Let me just list a few of the most egregious errors. For one, Cain claims at separate points in the book that 42.2% of all women are childless, and that 41% of women over 40 "never have a child." The problem here, besides the confusing English ("never have a child" - huh?), is not so much that the NUMBERS are wrong (and they are, at least the way Cain explains them), but that the interpretation is all messed up. What Cain is TRYING to say, I think, is that the proportion of childless women has increased over the past few decades. And that IS true, according to the US Census Bureau. The problem is that the 42.2% figure refers to a huge age range (15-44), and that the vast majority of what Cain calls "childless" women are actually under age 25. Census Bureau statistics from 1998 show that the incidence of childlessness declines as women age, from 90.1% of 15-19 year olds, to 64% of 20-24 year olds, to 19.8% of 35-39 year olds, to 19.0% of 40-44 year olds. So, the relevant number here is more like 19.0% (not 42.2%), which is the percent of women moving out of childbearing years who have not had a child. And this number is indeed up since over the past couple of decades, from 10% in 1980. A big increase, but it still represents only a relative minority of women.

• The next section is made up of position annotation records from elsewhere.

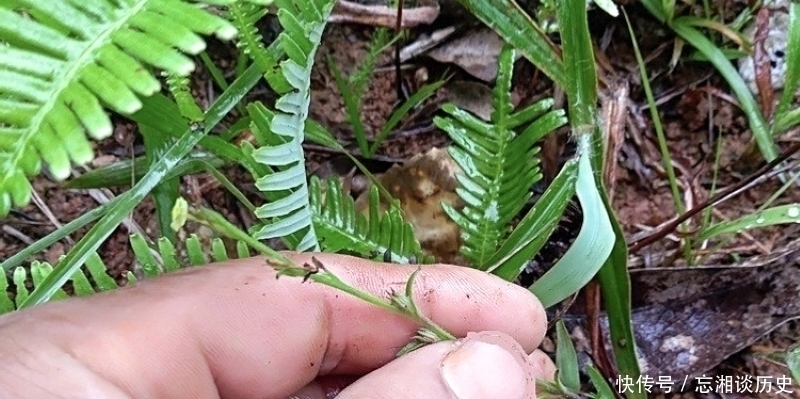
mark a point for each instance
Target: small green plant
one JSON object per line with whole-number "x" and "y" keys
{"x": 498, "y": 158}
{"x": 353, "y": 88}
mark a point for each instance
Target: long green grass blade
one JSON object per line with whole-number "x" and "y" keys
{"x": 783, "y": 214}
{"x": 514, "y": 25}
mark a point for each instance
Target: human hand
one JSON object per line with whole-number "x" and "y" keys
{"x": 235, "y": 331}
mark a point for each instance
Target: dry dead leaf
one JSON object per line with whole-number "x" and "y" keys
{"x": 422, "y": 185}
{"x": 382, "y": 15}
{"x": 476, "y": 52}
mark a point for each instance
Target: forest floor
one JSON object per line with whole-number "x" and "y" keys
{"x": 698, "y": 111}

Another series of important mistakes, which Cain makes repeatedly, relates to world fertility rates/ birthrates. Here, Cain seems to get TOTALLY confused, apparently mixing up "rates" with "births" or something, and also just getting the numbers wildly wrong. So, what we have is Cain in one sentence claiming that the world's total fertility rate is 1.3 (the real figure is 2.8, more than twice as high, and well above the "replacement level" of 2.1), in another that "fertility rates are increasing" (they're actually declining worldwide), and in another that "birthrates are accelerating" (also not true; birthrates are falling worldwide, and population growth is slowing rapidly). Cain's problems with numbers continue throughout the book, strongly indicating that it's not just an editorial slipup, but that Cain has her population/fertility statistics all messed up, confused, and just plain WRONG. This is not good, especially when it is the subject of the book!! To put it mildly, this calls into question the author's credibility.
On the positive side, Cain is much better in presenting the interesting voices of many women who decided not to, or could not, have children. Cain makes the important point that, despite the increasing number of women choosing not to have kids - for whatever reasons - we still live in a strongly "pronatalist" society, and also one that is biased AGAINST those without children (by the way, on several occasions Cain defines "pronatalist" as "profamily", which is not correct - "pronatalist" means bias in favor of childbearing/children, a significant difference, unless you believe that it's only a "family" when there are children). Bias against women who choose not to (or are unable to) have children includes the beliefs that, among other things, those without children are (take your choice): selfish, neurotic, immature, abnormal, not complete women, etc. Yikes!
Just a couple other comments/questions about this book: why are there no MEN'S voices here; why doesn't the author dig deeper at the socio-economic, political, health, welfare, psychological, and other factors influencing reproductive decisionmaking, as opposed to just taking women's' statements at face value? For instance, several women claim they don't want kids because overpopulation is a bad thing for the environment (no argument here!), but Cain could have dug a little deeper and tried to get at whether or not this was the REAL emotional reason, or just an intellectualization, however important.
In sum, while many of the women's voices we are introduced to in "The Childless Revolution" are interesting ones, the book overall is marred by major (and frequent) factual errors and a lack of serious analysis. Very unfortunate.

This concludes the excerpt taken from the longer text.